Acute neurological illnesses such as traumatic brain injury (TBI) and stroke are leading causes of death and disability, with a disproportionately high burden in LMICs. As advanced biomarkers are often inaccessible, this study evaluates routine low-cost laboratories (e.g., neutrophil percentage, albumin, HbA1c/EAG) alongside imaging which can refine early risk assessment, particularly where baseline under-nutrition is prevalent and may influence outcome.
This retrospective, single-center proof-of-concept study included consecutive neuro-ICU admissions with mixed etiologies. Predictors comprised a four-level composite imaging score (very low/low/moderate/high mortality risk) and admission laboratories (neutrophil %, albumin, total leukocyte count, HbA1c, estimated average glucose, NLR, PLR, CONUT and SHR). Outcomes were ICU death, poor disposition (death or DAMA), and early death (≤7 days). Penalized logistic regression with 5-fold cross-validation compared Imaging-only versus Imaging+lab models, summarized by mean AUROC and ΔAUC.

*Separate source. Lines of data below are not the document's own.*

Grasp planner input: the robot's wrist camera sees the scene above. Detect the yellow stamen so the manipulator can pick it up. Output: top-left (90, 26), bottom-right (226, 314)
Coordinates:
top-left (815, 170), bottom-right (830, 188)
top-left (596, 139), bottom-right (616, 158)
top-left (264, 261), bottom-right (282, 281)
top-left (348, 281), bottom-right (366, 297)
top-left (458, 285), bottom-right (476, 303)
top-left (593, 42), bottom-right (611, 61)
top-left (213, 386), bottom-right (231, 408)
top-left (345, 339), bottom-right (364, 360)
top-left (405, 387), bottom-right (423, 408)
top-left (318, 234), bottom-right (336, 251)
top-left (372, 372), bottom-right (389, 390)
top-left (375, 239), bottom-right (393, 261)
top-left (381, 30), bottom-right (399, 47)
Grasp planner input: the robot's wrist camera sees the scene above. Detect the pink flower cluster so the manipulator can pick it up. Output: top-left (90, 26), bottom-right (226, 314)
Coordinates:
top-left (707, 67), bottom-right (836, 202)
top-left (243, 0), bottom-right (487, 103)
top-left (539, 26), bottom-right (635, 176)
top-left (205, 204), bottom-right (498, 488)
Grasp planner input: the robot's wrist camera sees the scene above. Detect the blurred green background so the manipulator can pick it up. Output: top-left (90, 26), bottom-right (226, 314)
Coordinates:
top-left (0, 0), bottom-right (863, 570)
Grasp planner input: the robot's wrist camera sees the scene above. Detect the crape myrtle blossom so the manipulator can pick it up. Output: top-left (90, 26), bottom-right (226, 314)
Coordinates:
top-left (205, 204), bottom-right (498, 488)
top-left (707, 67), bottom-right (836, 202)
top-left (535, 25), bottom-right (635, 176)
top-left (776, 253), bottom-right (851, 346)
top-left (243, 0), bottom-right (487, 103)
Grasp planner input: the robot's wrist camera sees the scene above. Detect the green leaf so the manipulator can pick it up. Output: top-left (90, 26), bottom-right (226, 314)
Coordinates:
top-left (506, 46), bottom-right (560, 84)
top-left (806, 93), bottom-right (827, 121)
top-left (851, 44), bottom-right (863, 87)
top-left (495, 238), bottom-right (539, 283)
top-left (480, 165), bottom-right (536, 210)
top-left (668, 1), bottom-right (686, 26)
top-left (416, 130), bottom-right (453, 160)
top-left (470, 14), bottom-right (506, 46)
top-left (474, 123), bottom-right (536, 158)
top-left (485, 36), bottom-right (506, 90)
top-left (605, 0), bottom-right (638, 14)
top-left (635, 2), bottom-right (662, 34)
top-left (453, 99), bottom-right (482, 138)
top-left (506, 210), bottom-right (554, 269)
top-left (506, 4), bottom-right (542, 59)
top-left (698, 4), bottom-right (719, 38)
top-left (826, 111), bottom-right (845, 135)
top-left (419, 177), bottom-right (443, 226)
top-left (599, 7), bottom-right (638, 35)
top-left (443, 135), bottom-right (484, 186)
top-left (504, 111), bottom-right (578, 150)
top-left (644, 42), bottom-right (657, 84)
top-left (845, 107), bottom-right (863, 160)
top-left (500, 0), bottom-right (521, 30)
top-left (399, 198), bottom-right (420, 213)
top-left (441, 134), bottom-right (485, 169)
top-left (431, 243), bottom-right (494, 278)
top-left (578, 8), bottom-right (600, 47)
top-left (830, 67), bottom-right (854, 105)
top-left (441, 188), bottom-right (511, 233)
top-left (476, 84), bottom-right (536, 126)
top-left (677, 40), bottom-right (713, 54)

Ninety-five patients contributed to at least one endpoint. Imaging-only AUCs were 0.446 for early death, 0.589 for death, and 0.572 for poor disposition. Adding neutrophil percentage markedly improved early-death discrimination to AUC 0.837 (ΔAUC +0.391, N=94); albumin provided a moderate gain to AUC 0.621 (ΔAUC +0.175, N=93). For death, HbA1c/EAG modestly increased AUC to 0.648 (ΔAUC +0.058, N=94). No laboratory improved the poor-disposition endpoint. Exploratory analyses showed SHR, NLR, PLR, and CONUT had limited discrimination for these outcomes in this cohort.